Gustavo Maia Gomes
Em 1935, um grande sucesso da música popular brasileira foi “Chão de
estrelas”, de Orestes Barbosa. Tinha versos como: A porta do barraco era sem trinco / Mas a lua furando nosso zinco / Salpicava
de estrelas nosso chão / E tu pisavas nos astros, distraída... Doze anos
depois, o Brasil cantou “Asa Branca” (Luiz Gonzaga e Humberto Teixeira): Que braseiro, que fornaia / Nem um pé de
prantação / Por farta d'água perdi meu gado / Morreu de sede meu alazão... Em
1974, apareceu nas paradas “As rosas não falam”, de Cartola: Queixo-me às rosas / Mas que bobagem / As
rosas não falam / Simplesmente as rosas exalam / O perfume que roubam de ti...

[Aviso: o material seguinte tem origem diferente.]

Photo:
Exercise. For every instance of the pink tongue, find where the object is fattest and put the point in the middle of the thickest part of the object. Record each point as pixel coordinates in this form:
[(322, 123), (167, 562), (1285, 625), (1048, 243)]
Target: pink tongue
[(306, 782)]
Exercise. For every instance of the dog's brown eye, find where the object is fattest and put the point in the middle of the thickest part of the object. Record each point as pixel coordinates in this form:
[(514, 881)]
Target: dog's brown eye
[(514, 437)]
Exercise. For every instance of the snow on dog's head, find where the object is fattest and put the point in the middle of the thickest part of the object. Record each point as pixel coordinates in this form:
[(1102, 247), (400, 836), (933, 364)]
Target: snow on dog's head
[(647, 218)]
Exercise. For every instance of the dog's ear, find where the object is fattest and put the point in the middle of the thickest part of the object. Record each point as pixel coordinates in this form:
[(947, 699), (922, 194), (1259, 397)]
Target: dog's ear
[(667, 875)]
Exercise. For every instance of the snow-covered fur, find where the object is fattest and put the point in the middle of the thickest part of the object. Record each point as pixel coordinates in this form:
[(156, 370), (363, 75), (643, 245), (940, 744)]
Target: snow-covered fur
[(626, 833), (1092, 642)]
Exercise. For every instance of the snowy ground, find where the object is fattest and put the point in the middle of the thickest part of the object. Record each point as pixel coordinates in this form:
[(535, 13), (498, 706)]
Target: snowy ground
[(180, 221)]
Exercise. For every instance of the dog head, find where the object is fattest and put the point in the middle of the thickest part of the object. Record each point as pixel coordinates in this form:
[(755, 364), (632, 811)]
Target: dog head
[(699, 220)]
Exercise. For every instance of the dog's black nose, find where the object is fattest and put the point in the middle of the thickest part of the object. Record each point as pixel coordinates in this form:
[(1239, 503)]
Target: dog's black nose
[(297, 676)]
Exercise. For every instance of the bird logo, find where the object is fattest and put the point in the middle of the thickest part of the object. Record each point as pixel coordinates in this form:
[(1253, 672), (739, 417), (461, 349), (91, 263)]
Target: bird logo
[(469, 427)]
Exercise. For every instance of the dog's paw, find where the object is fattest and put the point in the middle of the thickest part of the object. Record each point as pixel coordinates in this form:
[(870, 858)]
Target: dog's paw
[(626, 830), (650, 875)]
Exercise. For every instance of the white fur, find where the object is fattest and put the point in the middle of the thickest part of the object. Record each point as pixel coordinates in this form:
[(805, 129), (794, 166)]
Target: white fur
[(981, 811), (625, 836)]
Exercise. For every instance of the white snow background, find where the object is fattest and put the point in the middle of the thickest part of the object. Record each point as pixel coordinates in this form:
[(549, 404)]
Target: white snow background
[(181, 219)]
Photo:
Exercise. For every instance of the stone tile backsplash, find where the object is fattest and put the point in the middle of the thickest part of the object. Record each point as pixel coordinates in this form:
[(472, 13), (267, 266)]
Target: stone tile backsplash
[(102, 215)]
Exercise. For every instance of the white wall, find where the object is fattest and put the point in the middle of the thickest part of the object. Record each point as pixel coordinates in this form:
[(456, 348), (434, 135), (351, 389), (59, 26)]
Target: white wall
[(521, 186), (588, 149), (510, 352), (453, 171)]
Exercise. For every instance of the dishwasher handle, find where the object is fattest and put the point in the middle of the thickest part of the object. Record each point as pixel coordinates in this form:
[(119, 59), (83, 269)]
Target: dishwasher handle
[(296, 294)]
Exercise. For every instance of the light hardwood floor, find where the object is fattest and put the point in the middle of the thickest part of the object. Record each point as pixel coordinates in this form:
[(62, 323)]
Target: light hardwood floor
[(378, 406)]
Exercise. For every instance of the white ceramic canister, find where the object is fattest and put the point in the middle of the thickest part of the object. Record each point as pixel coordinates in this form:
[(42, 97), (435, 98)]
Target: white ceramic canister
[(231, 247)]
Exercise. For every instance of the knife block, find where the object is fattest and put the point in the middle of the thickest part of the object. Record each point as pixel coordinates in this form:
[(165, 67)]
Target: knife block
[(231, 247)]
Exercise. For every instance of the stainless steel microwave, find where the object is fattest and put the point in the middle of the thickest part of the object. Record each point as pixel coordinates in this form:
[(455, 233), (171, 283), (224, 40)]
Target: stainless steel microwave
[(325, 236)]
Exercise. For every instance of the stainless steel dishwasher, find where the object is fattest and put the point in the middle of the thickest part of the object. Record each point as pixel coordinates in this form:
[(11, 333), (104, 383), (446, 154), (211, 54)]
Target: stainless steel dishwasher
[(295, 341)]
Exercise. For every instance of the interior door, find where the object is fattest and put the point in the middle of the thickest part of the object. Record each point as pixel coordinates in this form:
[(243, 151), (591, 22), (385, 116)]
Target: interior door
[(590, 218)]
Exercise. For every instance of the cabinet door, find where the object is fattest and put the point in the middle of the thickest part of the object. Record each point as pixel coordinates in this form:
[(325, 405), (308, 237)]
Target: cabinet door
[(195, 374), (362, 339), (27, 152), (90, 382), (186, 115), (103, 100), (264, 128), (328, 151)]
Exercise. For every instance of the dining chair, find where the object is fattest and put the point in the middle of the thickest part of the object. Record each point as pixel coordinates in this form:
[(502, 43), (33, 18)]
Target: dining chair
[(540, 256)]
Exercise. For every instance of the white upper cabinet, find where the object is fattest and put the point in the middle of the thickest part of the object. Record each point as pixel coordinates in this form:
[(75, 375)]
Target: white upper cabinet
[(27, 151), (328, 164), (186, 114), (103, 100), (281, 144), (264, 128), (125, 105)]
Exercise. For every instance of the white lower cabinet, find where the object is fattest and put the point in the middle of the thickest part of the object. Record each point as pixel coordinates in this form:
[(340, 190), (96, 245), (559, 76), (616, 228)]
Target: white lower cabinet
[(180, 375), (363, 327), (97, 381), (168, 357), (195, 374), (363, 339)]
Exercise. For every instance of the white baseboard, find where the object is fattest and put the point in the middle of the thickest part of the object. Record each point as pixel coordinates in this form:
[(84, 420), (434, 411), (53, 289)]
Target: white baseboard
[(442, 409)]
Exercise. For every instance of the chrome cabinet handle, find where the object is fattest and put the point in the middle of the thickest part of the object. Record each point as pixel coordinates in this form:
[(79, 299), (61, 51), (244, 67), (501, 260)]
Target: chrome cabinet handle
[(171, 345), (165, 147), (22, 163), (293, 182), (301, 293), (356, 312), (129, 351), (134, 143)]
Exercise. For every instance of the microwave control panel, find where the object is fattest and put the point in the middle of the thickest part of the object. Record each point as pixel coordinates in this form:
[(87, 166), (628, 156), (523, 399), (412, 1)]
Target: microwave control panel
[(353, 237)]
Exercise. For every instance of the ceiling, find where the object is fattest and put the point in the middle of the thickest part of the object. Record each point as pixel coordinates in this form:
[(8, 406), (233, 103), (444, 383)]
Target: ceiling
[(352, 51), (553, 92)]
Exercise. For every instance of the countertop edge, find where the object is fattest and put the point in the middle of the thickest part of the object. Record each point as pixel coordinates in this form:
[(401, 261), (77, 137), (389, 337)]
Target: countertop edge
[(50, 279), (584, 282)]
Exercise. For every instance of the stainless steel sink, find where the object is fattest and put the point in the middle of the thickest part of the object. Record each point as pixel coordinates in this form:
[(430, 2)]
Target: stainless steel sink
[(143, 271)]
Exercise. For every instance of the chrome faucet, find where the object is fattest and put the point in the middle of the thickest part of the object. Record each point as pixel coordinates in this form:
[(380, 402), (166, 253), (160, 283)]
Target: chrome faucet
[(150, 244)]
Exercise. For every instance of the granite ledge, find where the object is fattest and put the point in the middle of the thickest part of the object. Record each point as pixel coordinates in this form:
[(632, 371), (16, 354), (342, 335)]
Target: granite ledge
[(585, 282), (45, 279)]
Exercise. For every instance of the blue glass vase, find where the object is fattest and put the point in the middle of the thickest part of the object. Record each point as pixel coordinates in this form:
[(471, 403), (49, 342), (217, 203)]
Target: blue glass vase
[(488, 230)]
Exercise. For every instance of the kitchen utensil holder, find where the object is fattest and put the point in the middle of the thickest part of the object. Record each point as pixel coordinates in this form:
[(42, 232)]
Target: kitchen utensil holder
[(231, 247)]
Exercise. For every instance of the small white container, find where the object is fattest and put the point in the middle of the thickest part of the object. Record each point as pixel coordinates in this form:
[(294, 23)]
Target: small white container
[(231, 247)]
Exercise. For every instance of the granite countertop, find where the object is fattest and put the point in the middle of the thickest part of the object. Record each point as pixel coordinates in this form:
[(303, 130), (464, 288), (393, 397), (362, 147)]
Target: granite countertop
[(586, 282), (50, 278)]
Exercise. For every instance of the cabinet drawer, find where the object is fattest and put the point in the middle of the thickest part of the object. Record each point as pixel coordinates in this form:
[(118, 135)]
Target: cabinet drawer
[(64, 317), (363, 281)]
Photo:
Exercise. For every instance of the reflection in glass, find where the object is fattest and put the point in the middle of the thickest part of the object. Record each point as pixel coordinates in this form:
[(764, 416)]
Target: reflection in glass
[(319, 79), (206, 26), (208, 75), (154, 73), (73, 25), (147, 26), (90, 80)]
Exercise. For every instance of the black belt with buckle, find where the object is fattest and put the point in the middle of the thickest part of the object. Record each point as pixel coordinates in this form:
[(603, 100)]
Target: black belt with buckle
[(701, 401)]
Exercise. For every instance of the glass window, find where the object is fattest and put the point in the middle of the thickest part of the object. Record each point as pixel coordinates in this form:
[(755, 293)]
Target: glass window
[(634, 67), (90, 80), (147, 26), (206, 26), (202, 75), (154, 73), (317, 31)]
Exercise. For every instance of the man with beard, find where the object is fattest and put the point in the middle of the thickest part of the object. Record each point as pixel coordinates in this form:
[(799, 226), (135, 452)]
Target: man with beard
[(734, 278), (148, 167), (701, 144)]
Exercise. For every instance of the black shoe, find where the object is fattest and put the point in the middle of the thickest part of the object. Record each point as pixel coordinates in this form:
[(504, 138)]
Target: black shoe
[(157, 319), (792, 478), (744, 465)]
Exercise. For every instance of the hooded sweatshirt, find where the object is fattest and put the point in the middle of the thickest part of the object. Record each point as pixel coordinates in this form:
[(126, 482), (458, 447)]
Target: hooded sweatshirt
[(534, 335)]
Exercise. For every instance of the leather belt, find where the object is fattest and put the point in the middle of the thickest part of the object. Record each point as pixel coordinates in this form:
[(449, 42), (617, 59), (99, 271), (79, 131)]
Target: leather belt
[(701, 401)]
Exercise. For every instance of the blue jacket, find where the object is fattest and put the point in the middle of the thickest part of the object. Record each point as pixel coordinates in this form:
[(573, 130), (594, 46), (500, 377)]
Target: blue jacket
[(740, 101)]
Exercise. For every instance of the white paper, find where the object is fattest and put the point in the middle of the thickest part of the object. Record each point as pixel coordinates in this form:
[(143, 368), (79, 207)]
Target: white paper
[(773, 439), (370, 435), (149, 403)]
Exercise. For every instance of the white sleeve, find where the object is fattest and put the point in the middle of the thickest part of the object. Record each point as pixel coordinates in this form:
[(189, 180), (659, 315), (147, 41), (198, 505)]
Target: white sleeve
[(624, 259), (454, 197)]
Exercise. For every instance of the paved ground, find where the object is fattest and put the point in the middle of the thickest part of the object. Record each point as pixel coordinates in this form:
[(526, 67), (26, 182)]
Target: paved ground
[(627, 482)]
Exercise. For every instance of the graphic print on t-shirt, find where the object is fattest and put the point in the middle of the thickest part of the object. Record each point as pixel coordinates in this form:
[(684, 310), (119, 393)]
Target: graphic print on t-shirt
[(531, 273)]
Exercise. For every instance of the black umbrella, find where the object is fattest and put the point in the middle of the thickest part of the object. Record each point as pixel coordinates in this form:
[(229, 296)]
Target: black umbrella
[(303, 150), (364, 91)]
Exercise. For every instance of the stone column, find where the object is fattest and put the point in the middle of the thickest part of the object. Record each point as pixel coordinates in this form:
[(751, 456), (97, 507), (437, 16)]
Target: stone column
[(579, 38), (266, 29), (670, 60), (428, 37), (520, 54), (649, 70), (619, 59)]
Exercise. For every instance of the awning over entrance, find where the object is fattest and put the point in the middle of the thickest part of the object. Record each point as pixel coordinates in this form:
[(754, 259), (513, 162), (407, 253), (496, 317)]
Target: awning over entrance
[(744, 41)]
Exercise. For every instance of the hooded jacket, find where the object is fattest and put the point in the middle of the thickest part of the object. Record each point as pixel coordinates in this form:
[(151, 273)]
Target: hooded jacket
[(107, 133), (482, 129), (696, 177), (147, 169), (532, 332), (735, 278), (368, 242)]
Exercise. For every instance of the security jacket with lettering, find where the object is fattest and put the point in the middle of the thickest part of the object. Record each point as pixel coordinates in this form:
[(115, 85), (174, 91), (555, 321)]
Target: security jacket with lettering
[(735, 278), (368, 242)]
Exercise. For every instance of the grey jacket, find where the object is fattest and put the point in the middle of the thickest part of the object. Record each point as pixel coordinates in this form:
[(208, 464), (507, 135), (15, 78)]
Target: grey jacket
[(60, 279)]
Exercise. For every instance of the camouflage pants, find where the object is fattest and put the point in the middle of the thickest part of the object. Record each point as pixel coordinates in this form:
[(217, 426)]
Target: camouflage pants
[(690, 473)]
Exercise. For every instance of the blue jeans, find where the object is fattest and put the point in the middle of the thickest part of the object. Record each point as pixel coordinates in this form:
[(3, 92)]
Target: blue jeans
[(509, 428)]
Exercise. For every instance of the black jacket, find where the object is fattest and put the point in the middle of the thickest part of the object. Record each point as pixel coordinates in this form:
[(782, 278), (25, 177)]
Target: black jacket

Tudo isso é passado. Em 2010, o grande sucesso nacional chama-se
“Rebolation”. Com quase nada a mais, a letra é a seguinte: Mão na cabeça que vai começar / O rebolation, o rebolation, o
rebolation, tion, rebolation / O rebolation, tion, o rebolation, o rebolation,
tion, rebolation / Rebolation é bom, bom, rebolation é bom, bom, bom / Rebolation
é bom, bom. Se você fizer fica melhor. Contrariamente ao caso das canções
antes citadas, esta tem um texto que qualquer débil mental pode entender. Mas
ela também incorpora ritmo vibrante e é executada com coreografia de forte
apelo sensual (para alguns).
LETRA E MELODIA
Das três canções antecessoras do “Rebolation”, enfatizei as letras, que
tentam transmitir suas mensagens pelo recurso ao sentimento, à emoção, à vivência
da beleza. As melodias respectivas são agradáveis ao ouvido, claro, mas, no
máximo, têm a mesma importância das letras. Nunca, mais. Já o aspecto visual
era quase inexistente; o ritmo, tampouco, merecia destaque.
Isso se explica.
Por um lado, não havia televisão ou, quando passou a haver, o acesso a
aparelhos de TV era limitado a uma pequena camada da população. Além disso,
muito pouca gente podia ver, em ocasiões esparsas, uma apresentação ao vivo de
Sílvio Caldas (que gravou “Chão de estrelas”), Luiz Gonzaga, ou Cartola. Por
outro lado, a qualidade do som radiofônico ou gravado (especialmente, para tons
mais graves) era ruim, o que tirava o impacto da percussão e, em última
análise, do ritmo.
De fato, até as décadas de 1960 e 1970, o grande veículo de difusão
era o rádio -– que, mesmo assim, estava longe de ser acessível à maioria; o
disco (e, mais ainda, os fonógrafos) era, igualmente, caro e podia ser
adquirido apenas por poucos. Em poucas palavras: na época do
rádio, a música teve de se limitar a uma mistura de letra e melodia, sem visual
e sem grande apelo rítmico. Os consumidores eram poucos e, dada sua raridade, relativamente,
ricos. Em termos comparativos, eram, também, educados -– instruídos, quero
dizer. A música que então se produzia e comercializava era coerente com essa
realidade.
IMAGEM E RITMO
Hoje em dia, muita coisa mudou. Praticamente, cem por cento da
população brasileira têm acesso à televisão; um DVD pode ser adquirido em
versões piratas por quase nada. A qualidade da reprodução do som também
aumentou muito, enquanto os respectivos preços baixaram enormemente. Assim, duas
novas dimensões foram acrescentadas à música popular: a visual e a (fortemente)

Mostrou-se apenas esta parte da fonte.